Nous avons traversé, le matin de notre arrivée, tout le quartier musulman : grands palais de bois, au milieu des arbres ; moucharabiés, galeries ouvertes, fenêtres grillées, balcons de bois, toits avançans, — les maisons musulmanes de toute la Turquie. Le palais du gouverneur, le konak, est à lui seul une autre ville. Sur le quai un pavillon, flanqué de deux ailes et régulièrement percé d’innombrables fenêtres, lui fait une longue façade blanchie, soigneusement crépie, européenne : une gouttière du toit a fait tomber un peu de ce placage, et l’on peut voir en dessous les cubes de terre séchée, seuls matériaux de cette bâtisse turque. Pour régulariser nos passeports, qui depuis deux mois nous auraient attiré bien des ennuis si les fonctionnaires de Sa Hautesse savaient lire, nous errons dans des corridors où circule la foule ordinaire de soldats, de solliciteuses, de derviches, de popes et de loqueteux. De chambre en chambre nous allons, poussant les portières de cuir ou les tapis usés qui servent de portes. Des gens dignes en haut fez ou en turban nous accueillent et nous font place sur le divan où ils fument à demi couchés. Ils signent sur le revers de la main des paperasses qu’ils déchiffrent à grand’peine et qu’ils repoussent ensuite du pied ; le secrétaire, un giaour, ramasse humblement et se retire à reculons, les yeux baissés, la main sur le cœur. On nous sert des cafés et des cigarettes, puis on nous prie de nous adresser au voisin. Au bout de deux heures, un scribe valaque nous conseille de ne pas insister : nos passeports seront toujours assez bons, puisque nous avons un peu d’argent.

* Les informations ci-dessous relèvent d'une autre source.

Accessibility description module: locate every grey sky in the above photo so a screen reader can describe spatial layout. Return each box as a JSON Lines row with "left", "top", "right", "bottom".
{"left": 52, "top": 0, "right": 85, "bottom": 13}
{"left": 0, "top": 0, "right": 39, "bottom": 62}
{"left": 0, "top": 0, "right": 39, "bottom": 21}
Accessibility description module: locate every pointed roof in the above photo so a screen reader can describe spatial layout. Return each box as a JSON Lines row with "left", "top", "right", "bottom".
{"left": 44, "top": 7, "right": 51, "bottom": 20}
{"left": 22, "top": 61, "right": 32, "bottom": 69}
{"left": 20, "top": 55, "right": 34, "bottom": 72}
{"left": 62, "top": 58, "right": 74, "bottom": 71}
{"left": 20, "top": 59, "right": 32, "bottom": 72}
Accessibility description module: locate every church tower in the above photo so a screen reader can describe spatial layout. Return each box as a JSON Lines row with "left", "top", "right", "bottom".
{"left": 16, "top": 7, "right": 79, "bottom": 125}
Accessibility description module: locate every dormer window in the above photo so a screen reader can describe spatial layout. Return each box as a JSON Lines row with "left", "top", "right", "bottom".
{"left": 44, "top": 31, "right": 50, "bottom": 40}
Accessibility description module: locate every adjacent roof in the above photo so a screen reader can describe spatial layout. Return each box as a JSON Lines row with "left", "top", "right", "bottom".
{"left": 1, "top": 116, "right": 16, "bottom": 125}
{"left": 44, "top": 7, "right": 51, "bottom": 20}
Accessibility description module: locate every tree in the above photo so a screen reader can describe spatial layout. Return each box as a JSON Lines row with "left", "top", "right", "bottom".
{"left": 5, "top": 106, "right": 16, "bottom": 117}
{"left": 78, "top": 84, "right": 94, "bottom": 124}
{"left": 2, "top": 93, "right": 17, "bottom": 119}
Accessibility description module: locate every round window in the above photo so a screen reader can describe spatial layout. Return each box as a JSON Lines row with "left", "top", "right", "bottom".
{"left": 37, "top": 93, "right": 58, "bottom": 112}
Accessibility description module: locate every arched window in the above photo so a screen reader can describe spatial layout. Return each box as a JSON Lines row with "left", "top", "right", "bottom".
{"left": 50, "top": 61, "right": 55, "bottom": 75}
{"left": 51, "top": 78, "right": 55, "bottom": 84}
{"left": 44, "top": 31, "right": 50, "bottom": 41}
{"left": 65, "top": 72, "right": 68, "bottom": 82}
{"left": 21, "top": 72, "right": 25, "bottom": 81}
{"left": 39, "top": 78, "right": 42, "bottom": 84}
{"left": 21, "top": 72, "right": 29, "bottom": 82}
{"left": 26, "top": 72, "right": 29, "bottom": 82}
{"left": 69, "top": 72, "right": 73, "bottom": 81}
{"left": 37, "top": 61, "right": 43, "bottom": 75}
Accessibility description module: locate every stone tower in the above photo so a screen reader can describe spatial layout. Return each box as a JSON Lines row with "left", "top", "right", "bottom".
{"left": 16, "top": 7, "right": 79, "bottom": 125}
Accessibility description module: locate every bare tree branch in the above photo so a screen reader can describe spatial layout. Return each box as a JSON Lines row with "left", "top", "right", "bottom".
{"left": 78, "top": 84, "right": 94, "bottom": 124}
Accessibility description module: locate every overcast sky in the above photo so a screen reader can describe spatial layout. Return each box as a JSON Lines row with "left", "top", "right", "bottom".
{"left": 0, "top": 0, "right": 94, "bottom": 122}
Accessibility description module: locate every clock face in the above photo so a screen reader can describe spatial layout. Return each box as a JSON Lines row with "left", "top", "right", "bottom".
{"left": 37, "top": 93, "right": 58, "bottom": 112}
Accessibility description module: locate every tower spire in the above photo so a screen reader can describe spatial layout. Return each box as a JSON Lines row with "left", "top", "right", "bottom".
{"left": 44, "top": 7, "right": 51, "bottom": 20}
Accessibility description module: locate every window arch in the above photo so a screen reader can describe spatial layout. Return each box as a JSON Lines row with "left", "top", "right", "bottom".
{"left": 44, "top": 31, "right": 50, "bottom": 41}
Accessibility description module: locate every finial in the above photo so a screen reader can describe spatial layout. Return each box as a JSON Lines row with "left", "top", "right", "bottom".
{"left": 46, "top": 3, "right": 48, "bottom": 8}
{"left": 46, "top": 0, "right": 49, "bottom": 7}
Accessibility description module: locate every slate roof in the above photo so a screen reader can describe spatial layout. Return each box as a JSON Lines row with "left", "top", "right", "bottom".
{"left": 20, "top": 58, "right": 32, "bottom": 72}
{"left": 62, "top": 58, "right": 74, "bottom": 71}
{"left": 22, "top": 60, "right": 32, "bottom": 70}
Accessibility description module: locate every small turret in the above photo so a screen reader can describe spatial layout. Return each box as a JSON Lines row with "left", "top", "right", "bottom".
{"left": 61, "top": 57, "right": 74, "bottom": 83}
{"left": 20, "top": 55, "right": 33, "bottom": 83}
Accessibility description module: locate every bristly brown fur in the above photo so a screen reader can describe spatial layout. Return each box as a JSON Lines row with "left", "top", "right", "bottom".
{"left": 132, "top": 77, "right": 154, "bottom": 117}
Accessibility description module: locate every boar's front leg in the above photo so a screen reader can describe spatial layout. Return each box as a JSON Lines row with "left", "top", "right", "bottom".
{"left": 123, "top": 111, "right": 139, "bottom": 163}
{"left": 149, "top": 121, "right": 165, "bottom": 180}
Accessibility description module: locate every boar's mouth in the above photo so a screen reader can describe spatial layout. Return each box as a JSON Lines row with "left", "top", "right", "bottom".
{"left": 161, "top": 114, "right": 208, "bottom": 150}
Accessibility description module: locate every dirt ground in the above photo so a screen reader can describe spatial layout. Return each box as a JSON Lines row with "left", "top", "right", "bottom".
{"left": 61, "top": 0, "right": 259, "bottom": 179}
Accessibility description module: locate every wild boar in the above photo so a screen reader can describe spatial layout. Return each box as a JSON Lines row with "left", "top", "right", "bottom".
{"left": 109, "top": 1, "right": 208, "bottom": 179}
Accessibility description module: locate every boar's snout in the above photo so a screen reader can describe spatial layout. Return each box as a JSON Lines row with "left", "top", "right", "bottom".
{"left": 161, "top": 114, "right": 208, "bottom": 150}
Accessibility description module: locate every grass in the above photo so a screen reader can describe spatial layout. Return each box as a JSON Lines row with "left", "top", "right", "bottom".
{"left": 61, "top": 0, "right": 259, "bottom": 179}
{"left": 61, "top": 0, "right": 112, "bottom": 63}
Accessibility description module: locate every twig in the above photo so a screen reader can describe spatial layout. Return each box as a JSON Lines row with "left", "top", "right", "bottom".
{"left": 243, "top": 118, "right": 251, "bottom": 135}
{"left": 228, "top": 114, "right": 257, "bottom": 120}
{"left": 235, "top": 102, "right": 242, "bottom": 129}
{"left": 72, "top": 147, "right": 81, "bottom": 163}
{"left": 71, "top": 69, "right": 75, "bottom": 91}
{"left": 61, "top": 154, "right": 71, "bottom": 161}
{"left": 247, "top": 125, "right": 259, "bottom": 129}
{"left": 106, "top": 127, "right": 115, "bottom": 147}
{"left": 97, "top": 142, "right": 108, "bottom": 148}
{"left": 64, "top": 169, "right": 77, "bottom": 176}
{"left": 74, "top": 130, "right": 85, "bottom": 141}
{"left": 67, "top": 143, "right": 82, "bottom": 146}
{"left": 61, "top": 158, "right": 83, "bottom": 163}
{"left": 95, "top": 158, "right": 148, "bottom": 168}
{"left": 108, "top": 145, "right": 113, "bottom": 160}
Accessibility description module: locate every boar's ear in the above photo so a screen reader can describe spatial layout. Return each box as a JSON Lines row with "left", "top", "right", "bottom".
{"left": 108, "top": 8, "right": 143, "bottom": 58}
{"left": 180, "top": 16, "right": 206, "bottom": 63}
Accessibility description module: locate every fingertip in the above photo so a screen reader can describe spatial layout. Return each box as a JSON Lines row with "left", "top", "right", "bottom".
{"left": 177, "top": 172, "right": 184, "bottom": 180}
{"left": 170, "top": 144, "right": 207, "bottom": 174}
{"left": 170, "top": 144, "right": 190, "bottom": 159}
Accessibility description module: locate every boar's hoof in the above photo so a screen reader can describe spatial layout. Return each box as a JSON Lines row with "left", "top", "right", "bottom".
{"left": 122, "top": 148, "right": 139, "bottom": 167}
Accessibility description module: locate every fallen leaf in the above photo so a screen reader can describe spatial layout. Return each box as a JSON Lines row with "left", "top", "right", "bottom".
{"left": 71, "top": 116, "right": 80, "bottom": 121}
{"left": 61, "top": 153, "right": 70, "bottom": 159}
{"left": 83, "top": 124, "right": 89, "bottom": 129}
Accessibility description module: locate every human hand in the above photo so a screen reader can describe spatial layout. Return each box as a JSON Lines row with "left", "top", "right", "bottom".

Derrière le nouveau konak s’étendent les jardins, les kiosques de bois, les turbés de l’ancien palais, le harem de Son Excellence et, dans un vieux cimetière, les prisons. Les prisons regorgent. Aux fenêtres ingénieusement et bizarrement grillées, de joyeux Albanais chantent tout le long du jour ou se disputent autour d’un jeu de cartes. Une chambre est pleine de popes grecs, une autre de popes bulgares : le Turc est impartial. Des treilles couvrent les murs. Des rosiers grimpent au bord des fenêtres. Un gendarme prépare du café pour les prisonniers qui ont encore quelque argent.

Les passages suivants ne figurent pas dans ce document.